Is the Revised Bloom’s Taxonomy Revisited in the EFL/ESL Reading Textbooks?

Benjamin Bloom and his colleagues produced a cognitive model for classifying educational objectives. This model has not been properly utilized by teachers and university instructors in their teaching settings. This cognitive model covers six main levels as knowledge, comprehension, application, analysis, synthesis, and evaluation which, after knowledge, were displayed as skills and abilities, with the fact that knowledge was the essential prerequisite for putting these skills and abilities into practice. In the taxonomy, each category bears a continuum from concrete to abstract and simple to complex. In 2001, a group of cognitive psychologist revisited and modernized Bloom’s Taxonomy for teaching, learning, and assessment. Accordingly, the revised Bloom’s taxonomy drew attention away from the partially passive image of educational objectives and hints on a more active conception of categorization. The revised taxonomy employs verbs and gerunds to refer to cognitive levels unlike the nouns employed in the original taxonomy. The dynamic words in the revised taxonomy define the cognitive processes through which thinkers confront and work with knowledge. The learning goals are significant to form a pedagogical interchange in order that learners and instructors perceive the aim of that interchange. Having and classifying objectives support teachers in planning and supplying quality education, forming proper assessment tasks, and ensuring teaching to go parallel with the objectives.
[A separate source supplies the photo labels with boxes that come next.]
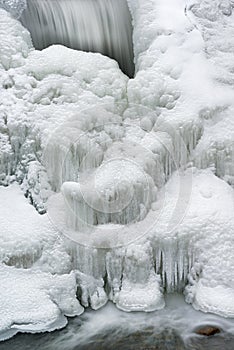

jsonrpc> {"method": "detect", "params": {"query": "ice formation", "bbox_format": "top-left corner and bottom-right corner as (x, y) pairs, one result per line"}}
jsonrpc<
(0, 0), (234, 339)
(20, 0), (134, 77)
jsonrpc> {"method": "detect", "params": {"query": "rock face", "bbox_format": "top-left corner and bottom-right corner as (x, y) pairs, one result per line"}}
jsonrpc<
(196, 326), (221, 337)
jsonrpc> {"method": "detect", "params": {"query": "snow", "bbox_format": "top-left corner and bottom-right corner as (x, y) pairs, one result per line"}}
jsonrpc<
(0, 185), (83, 340)
(0, 0), (234, 337)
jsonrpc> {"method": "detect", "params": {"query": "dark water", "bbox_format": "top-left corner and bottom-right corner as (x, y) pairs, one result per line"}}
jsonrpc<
(20, 0), (134, 77)
(0, 296), (234, 350)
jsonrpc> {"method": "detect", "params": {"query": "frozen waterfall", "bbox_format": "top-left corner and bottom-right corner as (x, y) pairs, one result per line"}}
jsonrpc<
(21, 0), (134, 77)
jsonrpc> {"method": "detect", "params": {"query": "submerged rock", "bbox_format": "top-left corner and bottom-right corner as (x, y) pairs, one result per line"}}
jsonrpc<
(196, 326), (221, 337)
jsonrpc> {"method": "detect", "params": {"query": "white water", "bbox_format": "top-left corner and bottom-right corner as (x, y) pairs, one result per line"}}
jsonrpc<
(21, 0), (134, 76)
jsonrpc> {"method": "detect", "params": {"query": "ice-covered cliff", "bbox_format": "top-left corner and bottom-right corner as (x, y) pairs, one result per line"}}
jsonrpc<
(0, 0), (234, 338)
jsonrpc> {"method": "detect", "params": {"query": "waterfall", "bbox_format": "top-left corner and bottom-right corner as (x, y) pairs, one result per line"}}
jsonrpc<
(21, 0), (134, 77)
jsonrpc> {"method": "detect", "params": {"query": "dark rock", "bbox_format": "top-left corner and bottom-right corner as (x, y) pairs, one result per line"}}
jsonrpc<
(196, 326), (221, 337)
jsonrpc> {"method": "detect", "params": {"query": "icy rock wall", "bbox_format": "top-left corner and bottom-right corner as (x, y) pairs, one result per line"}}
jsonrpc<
(69, 238), (195, 311)
(0, 10), (127, 213)
(187, 1), (234, 186)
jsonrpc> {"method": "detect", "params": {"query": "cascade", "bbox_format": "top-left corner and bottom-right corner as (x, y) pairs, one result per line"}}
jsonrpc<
(21, 0), (134, 77)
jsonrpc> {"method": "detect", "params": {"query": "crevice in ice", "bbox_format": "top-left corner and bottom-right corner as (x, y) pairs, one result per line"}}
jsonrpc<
(20, 0), (134, 77)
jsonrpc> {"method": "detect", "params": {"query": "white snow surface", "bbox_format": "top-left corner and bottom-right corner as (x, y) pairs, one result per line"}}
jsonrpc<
(0, 0), (234, 338)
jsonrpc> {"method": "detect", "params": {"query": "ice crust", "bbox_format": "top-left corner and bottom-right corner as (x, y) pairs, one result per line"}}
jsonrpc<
(0, 0), (234, 339)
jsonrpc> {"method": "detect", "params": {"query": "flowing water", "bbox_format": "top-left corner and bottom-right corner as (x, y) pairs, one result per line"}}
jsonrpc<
(21, 0), (134, 77)
(0, 295), (234, 350)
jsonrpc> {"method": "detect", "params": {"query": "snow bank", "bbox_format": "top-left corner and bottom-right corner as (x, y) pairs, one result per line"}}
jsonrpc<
(0, 185), (83, 340)
(0, 0), (234, 340)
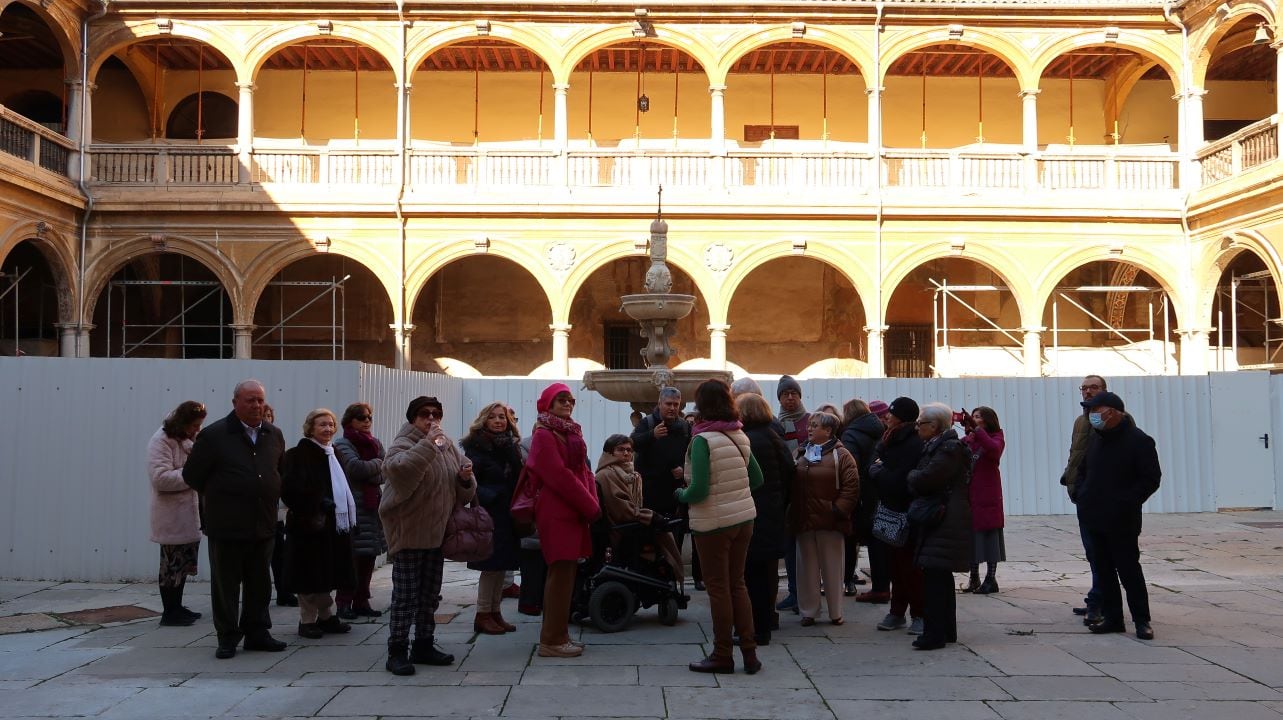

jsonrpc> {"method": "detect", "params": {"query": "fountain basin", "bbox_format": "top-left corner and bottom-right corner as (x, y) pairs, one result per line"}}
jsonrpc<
(620, 293), (695, 321)
(584, 367), (735, 412)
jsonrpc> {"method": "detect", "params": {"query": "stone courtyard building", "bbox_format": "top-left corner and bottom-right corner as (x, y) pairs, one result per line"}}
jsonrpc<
(0, 0), (1283, 377)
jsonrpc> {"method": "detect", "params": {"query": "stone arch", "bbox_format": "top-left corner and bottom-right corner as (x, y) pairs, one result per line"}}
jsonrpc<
(1021, 28), (1182, 92)
(878, 27), (1037, 87)
(85, 235), (246, 322)
(405, 22), (561, 82)
(0, 221), (80, 322)
(244, 22), (403, 83)
(1025, 243), (1185, 327)
(1189, 0), (1279, 87)
(564, 24), (725, 85)
(564, 240), (726, 323)
(880, 239), (1033, 322)
(706, 24), (874, 86)
(89, 19), (249, 83)
(709, 243), (879, 323)
(242, 241), (400, 322)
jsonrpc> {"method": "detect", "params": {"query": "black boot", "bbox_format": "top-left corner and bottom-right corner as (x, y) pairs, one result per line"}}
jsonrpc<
(177, 581), (200, 621)
(160, 585), (196, 628)
(409, 635), (454, 665)
(384, 643), (414, 675)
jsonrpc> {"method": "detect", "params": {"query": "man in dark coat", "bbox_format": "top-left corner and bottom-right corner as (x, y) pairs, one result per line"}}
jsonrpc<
(1075, 393), (1162, 640)
(182, 380), (285, 660)
(1060, 375), (1109, 625)
(630, 388), (703, 574)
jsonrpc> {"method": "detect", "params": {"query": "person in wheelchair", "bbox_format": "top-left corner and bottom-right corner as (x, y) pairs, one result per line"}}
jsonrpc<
(594, 434), (683, 587)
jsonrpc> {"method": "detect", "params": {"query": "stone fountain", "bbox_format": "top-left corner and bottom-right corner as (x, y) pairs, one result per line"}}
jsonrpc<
(584, 186), (733, 413)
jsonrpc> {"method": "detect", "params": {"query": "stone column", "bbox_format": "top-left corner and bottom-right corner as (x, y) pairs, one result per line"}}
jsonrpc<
(865, 325), (889, 377)
(228, 322), (254, 359)
(63, 80), (89, 182)
(1024, 327), (1047, 377)
(387, 322), (414, 370)
(54, 322), (77, 358)
(865, 87), (884, 148)
(708, 85), (726, 155)
(236, 82), (254, 183)
(1164, 327), (1211, 375)
(548, 323), (572, 377)
(1019, 89), (1042, 153)
(708, 325), (730, 370)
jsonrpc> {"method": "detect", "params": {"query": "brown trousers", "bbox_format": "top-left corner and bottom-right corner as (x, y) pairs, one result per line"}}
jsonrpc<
(693, 522), (757, 662)
(539, 560), (577, 646)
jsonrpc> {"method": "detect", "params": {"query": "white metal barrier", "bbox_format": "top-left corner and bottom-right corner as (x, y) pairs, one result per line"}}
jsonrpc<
(0, 358), (1267, 581)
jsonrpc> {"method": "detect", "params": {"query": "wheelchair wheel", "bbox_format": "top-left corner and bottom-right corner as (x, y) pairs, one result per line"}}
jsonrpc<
(588, 580), (636, 633)
(659, 598), (677, 626)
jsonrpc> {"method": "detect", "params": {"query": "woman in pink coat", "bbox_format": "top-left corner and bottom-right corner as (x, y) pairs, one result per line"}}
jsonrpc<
(526, 382), (600, 657)
(962, 406), (1007, 594)
(148, 400), (205, 625)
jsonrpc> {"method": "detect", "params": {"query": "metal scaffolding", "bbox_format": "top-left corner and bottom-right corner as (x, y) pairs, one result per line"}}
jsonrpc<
(254, 273), (352, 359)
(1216, 270), (1283, 370)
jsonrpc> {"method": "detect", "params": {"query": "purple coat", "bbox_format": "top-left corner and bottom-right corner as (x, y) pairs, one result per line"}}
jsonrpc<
(962, 427), (1007, 531)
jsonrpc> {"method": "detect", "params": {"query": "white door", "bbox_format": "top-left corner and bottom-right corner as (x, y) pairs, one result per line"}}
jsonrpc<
(1209, 371), (1277, 510)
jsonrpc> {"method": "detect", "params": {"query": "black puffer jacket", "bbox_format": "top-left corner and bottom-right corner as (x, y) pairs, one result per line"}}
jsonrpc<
(744, 422), (797, 560)
(1075, 416), (1162, 534)
(842, 412), (887, 543)
(869, 422), (922, 512)
(908, 430), (975, 572)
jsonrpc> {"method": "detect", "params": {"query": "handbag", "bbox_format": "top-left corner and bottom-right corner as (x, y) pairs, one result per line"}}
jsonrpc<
(441, 502), (494, 562)
(907, 493), (949, 529)
(872, 503), (908, 548)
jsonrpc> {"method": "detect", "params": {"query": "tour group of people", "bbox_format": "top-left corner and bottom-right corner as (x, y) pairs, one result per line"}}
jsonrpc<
(148, 376), (1161, 675)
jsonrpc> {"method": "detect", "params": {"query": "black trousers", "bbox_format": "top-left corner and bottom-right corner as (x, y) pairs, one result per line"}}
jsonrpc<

Hence, this research paper hints on investigating to what extent the revised Bloom’s taxonomy is employed in the reading comprehension questions of an EFL reading textbook. Thus, two research questions were developed to find out the state of cognitive skills stated in the revised taxonomy, the first question aiming at evaluating the lower level while the second one involving the higher cognition level. The investigated EFL reading textbook was analyzed through descriptive content analysis. The findings of the study showed that the examined textbook lacked the higher level cognitive skills highlighted in the revised version of the taxonomy. Related assumptions have been accordingly provided to recommend how the reading textbooks which are being written or will be written should be integrated with the revised Bloom’s taxonomy when assessing reading skills.